Ceramic liner fracture rates compared to published data of other ceramic-on-ceramic sandwich design devices

Study Overall Revision Rate Fracture Rate Avg. Time to Fx Avg. Follow-up time
This study 7% (2/28) 0% (0/28) 5.25 yrs (3.5-7) 9.2 yrs (6.1-10.5)
Park et al. (7) 1.7% (6/357) 1.7% (6/357) 3.1 yrs (1.3-4.8) 3.9 yrs (3-6)
Poggie et al. (8) 4.4% (14/315) 3.8% (12/315) 2.1 yrs (.67-3.5) 2-5.5 yrs
Hasegawa et al. (4) 9% (3/33) 6% (2/33) 1.7 yrs (0.2-3.4) 5.8 yrs (5-6.5)
Lombardi et al. (10) 1.5% (1/65) 1.5% (1/65) 6yrs 6.1yrs (2.2-9)
Lopes et al. (19) not reported 2% (7/353) 4.3yrs (1.3-7.6) 3.4yrs (0.5-8.8)
Viste et al. (3) 8.6% (13/151) 3.3% (5/151) 7 yrs (4.5-8.5) 9.9 yrs (8.5-11.5)

In the SF-12 data collected in the course of this study our patient group reported a more positive mental state as compared with age-matched US norms. This difference may be due to benefits realized by those who undergo hip replacement versus the general population, i. e., reduced pain and increased mobility compared to national norms. While the SF-12 has been utilized as a broad clinical measure of a patient's mental and physical state, it has not been studied specifically in a large group of persons who receive a hip replacement.

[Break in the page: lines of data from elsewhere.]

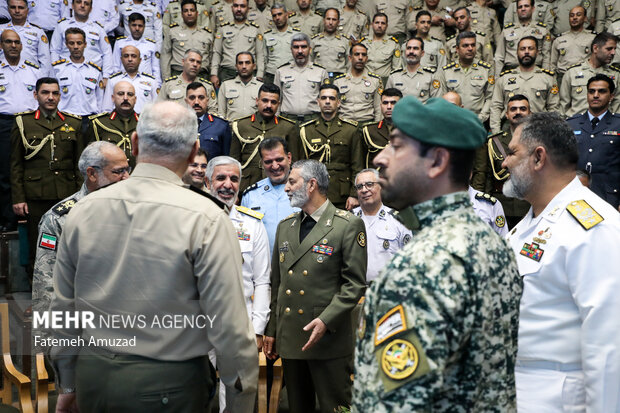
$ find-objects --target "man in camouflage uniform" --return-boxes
[560,32,620,117]
[11,77,84,275]
[489,36,560,132]
[230,84,300,192]
[334,43,383,122]
[312,9,349,78]
[32,142,130,349]
[385,37,441,102]
[362,88,403,168]
[352,96,522,413]
[85,81,138,167]
[439,32,495,123]
[471,94,531,228]
[161,0,213,78]
[299,84,364,210]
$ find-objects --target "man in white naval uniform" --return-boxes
[502,113,620,413]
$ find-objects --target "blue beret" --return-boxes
[392,96,487,149]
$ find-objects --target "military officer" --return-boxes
[32,142,130,326]
[299,84,364,210]
[112,13,162,87]
[438,32,495,123]
[0,0,52,75]
[352,168,411,284]
[11,77,84,277]
[362,88,403,168]
[264,160,367,412]
[217,52,263,120]
[50,0,113,79]
[241,136,299,249]
[567,73,620,209]
[263,3,299,83]
[352,96,523,413]
[334,43,383,122]
[490,36,560,132]
[85,80,138,167]
[211,0,265,87]
[412,10,447,69]
[560,32,620,117]
[361,13,403,82]
[471,94,531,228]
[312,9,349,78]
[385,37,441,102]
[550,6,596,79]
[495,0,551,75]
[274,33,328,123]
[161,0,213,77]
[230,84,300,191]
[157,49,217,113]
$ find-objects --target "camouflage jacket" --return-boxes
[352,192,523,413]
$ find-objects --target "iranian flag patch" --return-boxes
[39,232,57,251]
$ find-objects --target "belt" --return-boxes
[515,360,581,371]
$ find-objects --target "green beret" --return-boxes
[392,96,487,149]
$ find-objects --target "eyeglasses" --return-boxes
[355,182,377,191]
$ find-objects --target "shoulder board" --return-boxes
[476,192,497,205]
[52,198,77,216]
[566,199,605,231]
[24,60,39,69]
[236,206,265,220]
[241,182,258,196]
[88,62,103,72]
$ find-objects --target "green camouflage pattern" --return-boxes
[352,192,523,413]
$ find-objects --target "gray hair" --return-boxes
[291,159,329,195]
[205,155,241,182]
[136,101,198,161]
[353,168,379,184]
[78,141,117,178]
[291,33,310,47]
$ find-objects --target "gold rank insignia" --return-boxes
[566,199,604,231]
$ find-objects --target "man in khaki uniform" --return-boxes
[263,3,299,83]
[264,160,367,413]
[299,84,364,210]
[11,77,85,277]
[446,7,493,64]
[362,88,403,168]
[560,32,620,117]
[230,84,300,192]
[362,13,403,81]
[288,0,323,37]
[385,37,441,102]
[551,6,596,79]
[334,43,383,123]
[495,0,551,75]
[490,36,560,132]
[312,9,349,78]
[157,49,217,112]
[84,81,138,168]
[338,0,369,41]
[274,33,327,123]
[211,0,265,87]
[439,32,495,123]
[160,0,213,79]
[217,52,263,120]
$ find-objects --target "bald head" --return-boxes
[121,46,142,76]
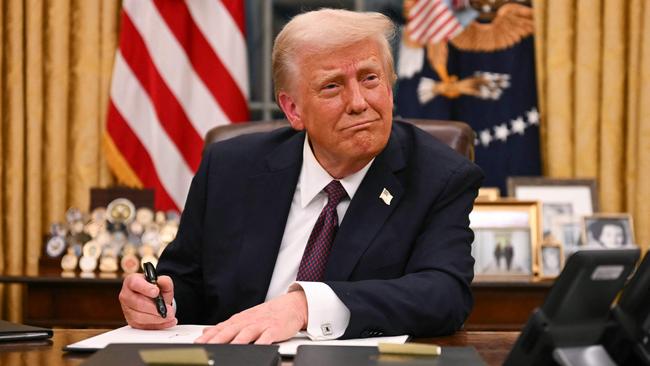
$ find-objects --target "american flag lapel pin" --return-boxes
[379,188,393,206]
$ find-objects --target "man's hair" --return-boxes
[272,9,396,97]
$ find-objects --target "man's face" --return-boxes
[279,41,393,174]
[599,225,624,248]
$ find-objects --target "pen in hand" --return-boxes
[144,262,167,318]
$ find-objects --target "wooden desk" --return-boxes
[0,268,552,331]
[0,329,519,366]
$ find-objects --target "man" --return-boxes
[120,9,482,344]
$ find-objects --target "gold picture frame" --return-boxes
[507,177,598,250]
[476,187,501,201]
[470,199,541,282]
[537,236,566,279]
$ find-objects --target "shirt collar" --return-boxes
[300,135,375,208]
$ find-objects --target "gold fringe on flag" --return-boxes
[103,132,144,188]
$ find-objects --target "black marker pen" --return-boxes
[144,262,167,318]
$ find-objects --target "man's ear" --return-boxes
[278,92,305,131]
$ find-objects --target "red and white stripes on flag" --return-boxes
[406,0,463,45]
[105,0,249,210]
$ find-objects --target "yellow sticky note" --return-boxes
[138,347,212,366]
[377,343,442,356]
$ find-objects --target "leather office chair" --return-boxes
[205,119,474,160]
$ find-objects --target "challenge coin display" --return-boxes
[44,198,180,276]
[106,198,135,223]
[61,248,78,272]
[45,236,65,258]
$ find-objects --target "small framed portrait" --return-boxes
[507,177,598,245]
[476,187,501,201]
[539,241,564,278]
[470,200,541,281]
[583,214,636,249]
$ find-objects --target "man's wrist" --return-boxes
[289,287,309,330]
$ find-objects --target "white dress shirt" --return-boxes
[266,136,374,340]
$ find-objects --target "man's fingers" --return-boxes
[157,276,174,303]
[255,328,275,344]
[230,325,263,344]
[119,288,165,317]
[122,273,159,297]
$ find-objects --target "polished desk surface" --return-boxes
[0,329,519,366]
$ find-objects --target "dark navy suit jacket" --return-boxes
[158,122,483,338]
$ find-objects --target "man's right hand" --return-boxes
[119,273,178,329]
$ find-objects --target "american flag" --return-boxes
[105,0,248,210]
[406,0,463,45]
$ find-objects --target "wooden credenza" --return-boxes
[0,269,552,331]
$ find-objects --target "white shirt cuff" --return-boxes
[287,281,350,341]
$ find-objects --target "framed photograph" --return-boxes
[583,214,636,249]
[539,241,564,278]
[507,177,598,243]
[469,200,541,281]
[476,187,501,201]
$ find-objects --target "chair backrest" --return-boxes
[205,119,474,160]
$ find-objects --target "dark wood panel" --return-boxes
[465,283,550,331]
[0,329,518,366]
[23,283,126,328]
[5,271,552,331]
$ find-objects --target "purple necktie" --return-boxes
[296,180,347,281]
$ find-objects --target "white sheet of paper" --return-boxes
[66,324,408,356]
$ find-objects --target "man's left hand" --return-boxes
[194,291,307,344]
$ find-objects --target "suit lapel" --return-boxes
[237,133,305,308]
[325,135,406,281]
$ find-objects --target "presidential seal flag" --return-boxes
[396,0,541,193]
[104,0,249,211]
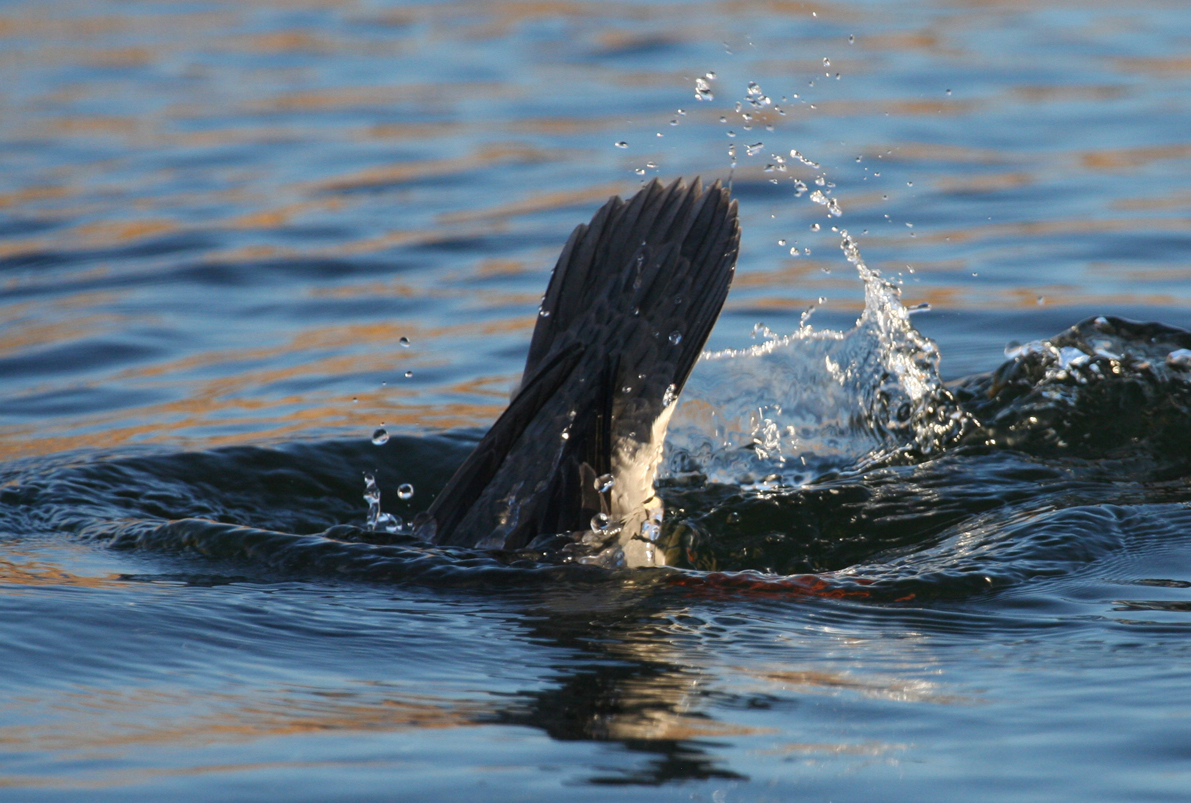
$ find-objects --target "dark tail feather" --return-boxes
[418,180,740,549]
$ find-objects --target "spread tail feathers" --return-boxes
[417,180,740,549]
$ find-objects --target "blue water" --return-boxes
[0,0,1191,803]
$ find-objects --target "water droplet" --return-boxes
[1166,349,1191,371]
[790,150,819,169]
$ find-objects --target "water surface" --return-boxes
[0,0,1191,802]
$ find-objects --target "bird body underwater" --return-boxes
[414,179,740,566]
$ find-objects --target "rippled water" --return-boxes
[0,0,1191,802]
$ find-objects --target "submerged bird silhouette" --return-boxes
[414,179,740,566]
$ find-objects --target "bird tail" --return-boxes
[416,179,740,549]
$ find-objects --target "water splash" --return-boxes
[667,230,972,487]
[364,472,405,533]
[956,316,1191,461]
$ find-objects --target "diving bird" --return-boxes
[414,179,740,566]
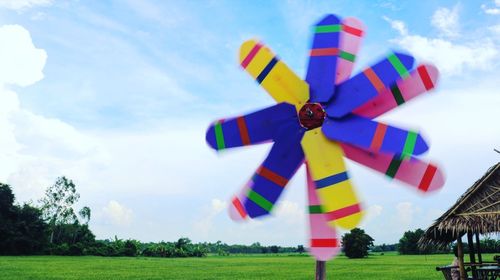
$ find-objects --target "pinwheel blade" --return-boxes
[306,15,342,102]
[335,17,365,84]
[206,103,297,151]
[354,64,439,118]
[341,144,444,193]
[243,123,304,218]
[227,178,253,221]
[306,164,340,261]
[326,53,414,118]
[302,128,362,229]
[240,40,309,110]
[322,114,429,157]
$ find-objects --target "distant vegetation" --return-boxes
[0,177,500,258]
[0,177,305,258]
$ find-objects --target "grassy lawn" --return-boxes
[0,253,492,280]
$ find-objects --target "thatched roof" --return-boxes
[419,162,500,247]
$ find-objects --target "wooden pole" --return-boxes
[467,232,477,279]
[476,232,483,263]
[457,236,467,280]
[314,261,326,280]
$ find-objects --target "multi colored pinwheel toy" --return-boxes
[206,15,444,261]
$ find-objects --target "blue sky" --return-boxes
[0,0,500,245]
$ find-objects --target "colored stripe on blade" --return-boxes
[342,24,363,37]
[314,172,349,189]
[311,238,339,247]
[241,43,262,68]
[403,131,418,156]
[214,121,226,150]
[247,190,273,212]
[385,155,403,178]
[418,164,437,192]
[309,48,339,56]
[387,53,409,78]
[257,166,288,187]
[363,68,385,91]
[314,24,341,33]
[232,197,247,219]
[309,205,323,214]
[236,117,250,145]
[256,57,278,84]
[325,204,361,221]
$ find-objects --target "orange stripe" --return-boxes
[309,48,339,56]
[311,238,339,248]
[342,24,363,37]
[257,166,288,187]
[418,164,437,192]
[363,68,385,92]
[233,197,247,218]
[236,117,250,145]
[325,203,361,221]
[370,123,387,151]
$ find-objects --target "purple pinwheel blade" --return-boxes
[306,15,342,102]
[321,114,429,157]
[326,53,414,118]
[206,103,298,151]
[243,123,304,218]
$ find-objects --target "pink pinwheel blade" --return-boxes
[306,164,340,261]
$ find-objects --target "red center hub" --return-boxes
[299,103,326,130]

Recent work using the SF-3622 found significant emotional score improvement in a hip and knee replacement group over a seven year post-operative period. However, as the data was not compared to a control, the finding may not be directly attributable to the surgical intervention. Future efforts would be required to investigate whether the positive mental state observed in this study persists in a larger study group and whether it might be attributed to factors related to the hip replacement.

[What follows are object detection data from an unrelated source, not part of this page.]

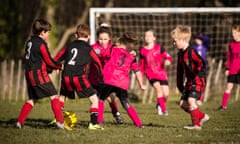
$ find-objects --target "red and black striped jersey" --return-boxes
[177,47,206,92]
[24,35,61,86]
[54,40,102,78]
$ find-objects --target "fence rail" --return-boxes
[0,59,240,103]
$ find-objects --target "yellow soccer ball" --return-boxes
[63,111,77,128]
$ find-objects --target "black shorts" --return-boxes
[181,90,201,101]
[99,84,128,100]
[60,87,97,99]
[27,82,57,99]
[149,79,168,85]
[227,74,240,84]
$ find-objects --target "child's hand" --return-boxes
[164,60,171,66]
[141,85,147,90]
[130,50,137,56]
[225,70,229,76]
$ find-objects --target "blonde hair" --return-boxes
[171,25,192,42]
[232,25,240,32]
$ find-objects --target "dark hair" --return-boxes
[145,28,157,37]
[32,19,51,35]
[76,24,90,38]
[97,24,112,37]
[118,32,138,51]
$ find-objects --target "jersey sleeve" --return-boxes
[191,49,206,75]
[89,49,103,82]
[40,44,61,69]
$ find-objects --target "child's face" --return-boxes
[98,33,110,48]
[40,31,49,40]
[195,38,203,45]
[232,29,240,42]
[145,31,156,44]
[174,39,188,50]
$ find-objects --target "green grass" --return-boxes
[0,97,240,144]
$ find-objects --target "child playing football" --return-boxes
[98,32,146,127]
[171,25,209,130]
[17,19,71,130]
[140,29,172,115]
[219,25,240,110]
[193,35,210,105]
[88,23,124,124]
[54,24,102,130]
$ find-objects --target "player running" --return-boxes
[140,29,172,115]
[98,32,146,127]
[171,25,209,130]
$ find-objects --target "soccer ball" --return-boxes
[63,111,77,128]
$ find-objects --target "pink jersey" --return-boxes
[140,44,172,80]
[226,41,240,75]
[88,42,112,85]
[103,47,139,90]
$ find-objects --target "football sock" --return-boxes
[98,100,104,123]
[190,108,200,126]
[59,101,64,111]
[109,101,118,115]
[90,108,98,125]
[127,106,142,127]
[51,98,64,123]
[18,102,33,124]
[157,97,167,112]
[222,92,230,108]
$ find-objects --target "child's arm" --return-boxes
[40,44,62,70]
[177,51,184,93]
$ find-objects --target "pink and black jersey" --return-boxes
[88,42,112,85]
[24,36,61,86]
[140,44,172,80]
[177,47,206,92]
[226,41,240,75]
[103,47,139,90]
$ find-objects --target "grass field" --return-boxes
[0,97,240,144]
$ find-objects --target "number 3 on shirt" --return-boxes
[68,48,78,66]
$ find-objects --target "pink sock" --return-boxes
[51,98,64,123]
[127,106,142,127]
[109,101,118,115]
[59,101,64,111]
[222,92,230,108]
[18,102,33,124]
[190,108,200,126]
[98,100,104,123]
[157,97,167,112]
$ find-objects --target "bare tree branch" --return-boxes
[53,0,93,55]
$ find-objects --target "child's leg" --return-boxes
[153,81,167,113]
[89,94,99,125]
[221,83,233,109]
[50,95,64,123]
[18,100,34,125]
[107,93,118,116]
[98,99,104,124]
[119,94,142,127]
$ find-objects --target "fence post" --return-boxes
[8,60,15,101]
[15,60,22,101]
[1,60,8,100]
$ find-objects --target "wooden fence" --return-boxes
[0,59,239,103]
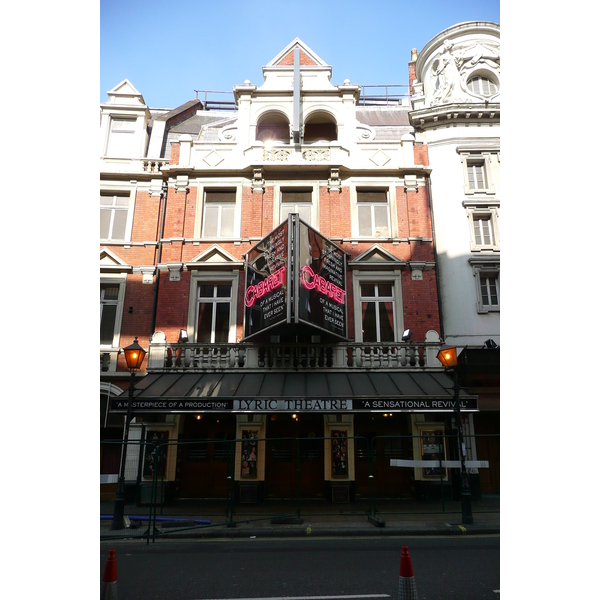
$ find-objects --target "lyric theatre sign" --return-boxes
[244,214,347,339]
[110,397,477,413]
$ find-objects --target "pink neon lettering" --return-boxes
[244,267,285,308]
[300,265,346,304]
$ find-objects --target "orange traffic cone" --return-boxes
[100,550,118,600]
[398,546,418,600]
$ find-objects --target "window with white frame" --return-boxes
[196,282,232,344]
[468,207,500,251]
[360,281,396,342]
[479,273,500,310]
[107,116,139,158]
[279,188,313,225]
[100,281,125,348]
[202,189,237,238]
[100,192,131,241]
[187,271,238,344]
[467,75,498,97]
[356,188,390,237]
[469,257,500,313]
[467,158,488,192]
[460,151,497,195]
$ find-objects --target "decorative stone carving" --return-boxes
[263,148,292,162]
[457,43,500,74]
[430,40,500,106]
[252,167,265,194]
[175,175,190,192]
[327,167,342,194]
[431,40,460,105]
[302,148,331,162]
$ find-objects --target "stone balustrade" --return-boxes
[143,342,441,372]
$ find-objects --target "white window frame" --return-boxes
[467,207,500,252]
[194,180,242,240]
[469,259,500,314]
[352,269,404,343]
[100,188,135,244]
[187,271,239,344]
[100,275,127,350]
[460,151,495,195]
[350,179,400,241]
[106,114,140,158]
[273,181,319,229]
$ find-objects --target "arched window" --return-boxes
[467,75,498,96]
[256,113,290,144]
[304,113,337,143]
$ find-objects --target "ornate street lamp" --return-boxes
[111,335,146,529]
[437,346,473,524]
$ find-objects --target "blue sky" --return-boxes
[100,0,500,108]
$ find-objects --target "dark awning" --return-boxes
[111,371,477,413]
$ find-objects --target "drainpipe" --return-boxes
[150,181,168,340]
[425,175,445,340]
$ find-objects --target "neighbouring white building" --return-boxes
[410,22,501,492]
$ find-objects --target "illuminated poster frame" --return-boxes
[294,219,348,339]
[244,219,291,338]
[244,214,348,339]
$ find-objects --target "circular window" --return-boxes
[467,75,498,96]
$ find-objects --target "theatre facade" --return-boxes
[100,39,490,502]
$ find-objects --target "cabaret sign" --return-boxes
[244,214,347,339]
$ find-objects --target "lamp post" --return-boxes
[111,335,146,529]
[437,347,473,525]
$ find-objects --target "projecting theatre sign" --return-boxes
[244,214,347,338]
[110,397,477,413]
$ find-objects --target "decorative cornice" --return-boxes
[408,102,500,128]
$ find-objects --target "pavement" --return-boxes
[100,496,500,540]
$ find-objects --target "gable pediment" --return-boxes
[267,38,328,68]
[100,248,133,273]
[102,79,146,106]
[348,244,406,268]
[185,244,244,270]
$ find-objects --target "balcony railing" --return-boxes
[148,342,441,372]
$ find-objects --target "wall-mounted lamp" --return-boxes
[437,346,473,524]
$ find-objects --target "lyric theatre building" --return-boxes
[100,39,488,501]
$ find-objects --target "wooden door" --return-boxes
[265,414,325,499]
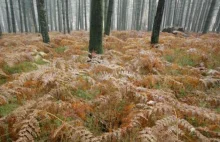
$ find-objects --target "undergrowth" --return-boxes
[0,31,220,142]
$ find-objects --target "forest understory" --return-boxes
[0,31,220,142]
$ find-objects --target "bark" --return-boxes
[38,0,50,43]
[196,0,209,32]
[89,0,103,54]
[0,23,2,38]
[49,0,54,31]
[57,0,62,32]
[151,0,165,44]
[66,0,70,33]
[105,0,114,35]
[148,0,152,31]
[62,0,66,34]
[84,0,87,31]
[31,0,38,32]
[184,0,191,28]
[9,0,16,33]
[53,0,58,31]
[5,0,11,33]
[22,0,28,33]
[212,8,220,32]
[202,0,216,34]
[18,0,24,33]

This study was limited for several reasons. First, the small sample size limits the power of this study. The initial investigational study was performed at 22 different sites with an average of 26.8 patients enrolled per site. Logistical limitations precluded inclusion of patients from other sites and further patient enrollment at this site was limited by cancelation of the device. Second, all the procedures were performed by two surgeons. While only two surgeons participated in the study at this site this also decreases the confounders. All the patients had surgery performed at one institution with the same operative approach utilized over a short period of time thus the operating room ancillary staff and postoperative care was similar. Third, the results were not compared with age-matched controls. The initial study utilized controls at a ratio of 2:1, however the controls were not followed beyond the conclusion of the trial. Comparison to metal-on-polyethylene devices of similar design were obtained from the literature in lieu of a control population. These provided larger sample sizes and comparable time frames.

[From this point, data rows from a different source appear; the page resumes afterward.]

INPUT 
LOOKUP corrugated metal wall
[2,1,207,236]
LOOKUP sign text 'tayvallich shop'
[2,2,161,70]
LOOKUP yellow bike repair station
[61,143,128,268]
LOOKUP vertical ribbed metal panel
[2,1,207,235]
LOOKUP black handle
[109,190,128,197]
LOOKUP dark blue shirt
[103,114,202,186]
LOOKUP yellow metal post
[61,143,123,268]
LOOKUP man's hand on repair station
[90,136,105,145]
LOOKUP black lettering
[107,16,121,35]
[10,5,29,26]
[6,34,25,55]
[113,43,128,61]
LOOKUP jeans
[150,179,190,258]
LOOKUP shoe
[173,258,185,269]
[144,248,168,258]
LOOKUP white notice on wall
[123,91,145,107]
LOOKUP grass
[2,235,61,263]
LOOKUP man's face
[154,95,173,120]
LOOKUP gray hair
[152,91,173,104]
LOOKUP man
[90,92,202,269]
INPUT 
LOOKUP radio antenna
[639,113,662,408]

In conclusion, the mechanical properties of ceramic make it a bearing surface with low wear and consequently a low incidence of osteolysis, with the primary drawback being the propensity to fracture. The Trabecular Metal acetabular cup provided a well-fixed bone-implant interface and the ceramic-on-ceramic bearing surface functions well, however the challenge of fracture or dislocation of the ceramic inlay continues to pose a concern. Further research into ceramic and ceramic like components that would better resist fracture as a mode of failure should be pursued as the number of young patients receiving THA continues to grow.

Conflict of Interest Statement

The current study was performed independent of financial support. Authors Norman Walter and Stephen Burton received financial support from Zimmer for their role in the initial device trial. No study member has a significant financial interest in the trialed device or Zimmer.